Тем не менее, между ними навсегда осталась некая тайна, недоговоренность. На пороге самостоятельности, будущей совместной жизни, их ожидает размолвка, которая определит тот странный союз, тот организм, что создадут эти двое. Но об этом впереди.
10
Гарвардский университет Фросту закончить не довелось «по финансовым соображениям», поскольку он полностью зависел от деда, оплачивавшего обучение. Роберт, собственно, никогда не сомневался в том, что учиться будет в Гарварде, где учился его отец. Но дед утверждал, что в этом заведении слишком много пьют. Бэл говорила, что среди студентов и профессуры Гарварда непростительно много вольнодумцев, которые могут повлиять на ее впечатлительного сына, что приведет к непредвиденным последствиям. Дед Фроста, Уильям Прескотт-старший, суровый, дисциплинированный, прижимистый житель Новой Англии, утверждал, что университетское образование не всегда может сделать человека успешным. К тому же оно не должно стоить слишком дорого (не надо забывать, что Уильям Прескотт-старший видел причину гибели своего сына, отца Роберта, в разгульной вольной атмосфере Гарварда). Один из учителей Роберта, которым тот восхищался, закончил Дартмутский колледж в Нью-Гемпшире. Фрост подал бумаги в Дартмут и был тут же принят. Он получил стипендию, которая почти полностью покрывала стоимость обучения (что было несравнимо меньше, чем в Гарварде).[23] В Дартмуте юному, избалованному домашним воспитанием Роберту становится скучно; ему не нравится «учебный процесс». Не пробыв там и года, он прерывает обучение…
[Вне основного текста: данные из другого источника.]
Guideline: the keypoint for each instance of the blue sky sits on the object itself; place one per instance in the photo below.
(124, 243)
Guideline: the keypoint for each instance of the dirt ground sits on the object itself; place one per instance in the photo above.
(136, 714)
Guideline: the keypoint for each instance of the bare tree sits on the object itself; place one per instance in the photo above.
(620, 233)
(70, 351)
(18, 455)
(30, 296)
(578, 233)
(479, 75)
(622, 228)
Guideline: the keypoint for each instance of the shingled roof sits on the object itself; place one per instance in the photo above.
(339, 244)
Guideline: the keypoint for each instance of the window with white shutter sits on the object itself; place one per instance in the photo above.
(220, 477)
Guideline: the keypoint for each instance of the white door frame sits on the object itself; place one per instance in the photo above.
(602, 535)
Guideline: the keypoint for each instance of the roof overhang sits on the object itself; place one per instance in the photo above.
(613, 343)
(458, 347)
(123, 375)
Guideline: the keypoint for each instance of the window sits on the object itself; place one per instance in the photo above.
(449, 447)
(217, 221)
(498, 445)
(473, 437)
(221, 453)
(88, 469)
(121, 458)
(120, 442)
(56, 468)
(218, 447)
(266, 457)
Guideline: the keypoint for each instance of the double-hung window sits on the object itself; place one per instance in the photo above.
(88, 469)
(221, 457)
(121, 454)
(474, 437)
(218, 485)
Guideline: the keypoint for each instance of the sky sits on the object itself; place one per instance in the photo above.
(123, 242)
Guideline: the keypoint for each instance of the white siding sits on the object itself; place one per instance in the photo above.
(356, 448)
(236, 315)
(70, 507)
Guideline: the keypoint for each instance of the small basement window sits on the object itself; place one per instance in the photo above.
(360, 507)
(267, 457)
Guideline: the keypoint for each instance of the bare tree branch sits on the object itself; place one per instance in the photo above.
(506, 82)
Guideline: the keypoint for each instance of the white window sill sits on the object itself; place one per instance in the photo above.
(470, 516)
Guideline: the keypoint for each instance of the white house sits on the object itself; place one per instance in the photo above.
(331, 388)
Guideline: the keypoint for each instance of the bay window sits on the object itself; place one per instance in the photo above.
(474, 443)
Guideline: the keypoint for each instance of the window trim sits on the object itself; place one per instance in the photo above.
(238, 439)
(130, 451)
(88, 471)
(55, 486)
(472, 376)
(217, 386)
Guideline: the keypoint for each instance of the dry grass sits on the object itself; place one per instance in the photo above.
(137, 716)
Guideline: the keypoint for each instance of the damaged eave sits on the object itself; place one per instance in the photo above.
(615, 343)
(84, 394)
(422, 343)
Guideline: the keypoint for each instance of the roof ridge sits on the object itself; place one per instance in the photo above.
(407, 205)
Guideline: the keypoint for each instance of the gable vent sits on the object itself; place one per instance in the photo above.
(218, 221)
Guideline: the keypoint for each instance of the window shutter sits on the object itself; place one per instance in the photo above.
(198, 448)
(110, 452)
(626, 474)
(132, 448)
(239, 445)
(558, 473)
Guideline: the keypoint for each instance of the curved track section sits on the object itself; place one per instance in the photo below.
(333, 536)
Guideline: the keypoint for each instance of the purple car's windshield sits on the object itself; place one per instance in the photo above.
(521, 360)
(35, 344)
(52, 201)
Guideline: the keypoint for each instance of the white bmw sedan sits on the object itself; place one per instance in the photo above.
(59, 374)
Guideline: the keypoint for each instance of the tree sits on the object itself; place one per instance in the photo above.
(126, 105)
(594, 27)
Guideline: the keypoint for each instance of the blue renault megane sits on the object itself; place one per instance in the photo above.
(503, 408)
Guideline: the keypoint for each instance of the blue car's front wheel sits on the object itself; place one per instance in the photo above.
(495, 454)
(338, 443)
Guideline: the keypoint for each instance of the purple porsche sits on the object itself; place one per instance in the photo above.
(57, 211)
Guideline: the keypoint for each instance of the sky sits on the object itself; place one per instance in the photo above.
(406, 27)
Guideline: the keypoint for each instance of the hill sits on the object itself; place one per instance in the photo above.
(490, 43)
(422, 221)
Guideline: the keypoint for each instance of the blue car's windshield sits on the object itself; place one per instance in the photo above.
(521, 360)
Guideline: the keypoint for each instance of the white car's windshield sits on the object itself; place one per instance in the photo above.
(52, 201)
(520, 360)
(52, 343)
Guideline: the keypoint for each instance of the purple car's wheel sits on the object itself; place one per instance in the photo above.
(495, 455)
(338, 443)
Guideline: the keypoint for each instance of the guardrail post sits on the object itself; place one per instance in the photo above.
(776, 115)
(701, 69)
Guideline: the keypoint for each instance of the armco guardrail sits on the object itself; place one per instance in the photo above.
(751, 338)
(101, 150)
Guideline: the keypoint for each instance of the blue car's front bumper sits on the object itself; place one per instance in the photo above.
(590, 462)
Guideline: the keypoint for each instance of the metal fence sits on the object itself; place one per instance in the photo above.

Роберт так никогда и не получит университетского диплома. Большую часть своей долгой жизни Фрост проведет на обочине общества – среднего класса, карьеры, общепринятой респектабельности, успеха. И одеваться он будет просто. У него сохранятся соответствующие манеры. И лишь немногие посвященные будут знать о том, что он свободно владеет греческим и латинским, что всесторонне начитан, образован. Он будет часто менять место работы, место жительства, дома, города… Большую часть жизни ему придется изворачиваться, зарабатывая на жизнь как придется. Лишь после шестидесяти его финансовые дела придут в относительный порядок. Вся его жизнь – неявное сопротивление общепринятому status quo, неприятие правил, ценностей общества, не желавшего оценить его неординарность. Тем не менее, он не переставал восхищаться этой системой, которая дала ему возможность – пусть в стороне, на краю, – зарабатывать на пропитание семьи, сохранить свободным время для своего «бесполезного» занятия.
Поэзия. Позже он попытается объяснить свой успех с помощью терминологии, заимствованной у той самой капиталистической экономики, которой так чуждался. Свободная конкуренция. Капитализм. Рыночная экономика. Если он добился успеха – значит, система работает. Роберт Фрост – пример меритократического идеала в обществе, основанном на признании личных заслуг отдельно взятого человека. (И все же не забудем, что большая часть его жизни прошла на фоне противостояния двух систем – с революции 1917 года, когда Фросту шел 43-й год, вплоть до «холодной войны», начало которой пришлось на седьмой десяток его жизни.)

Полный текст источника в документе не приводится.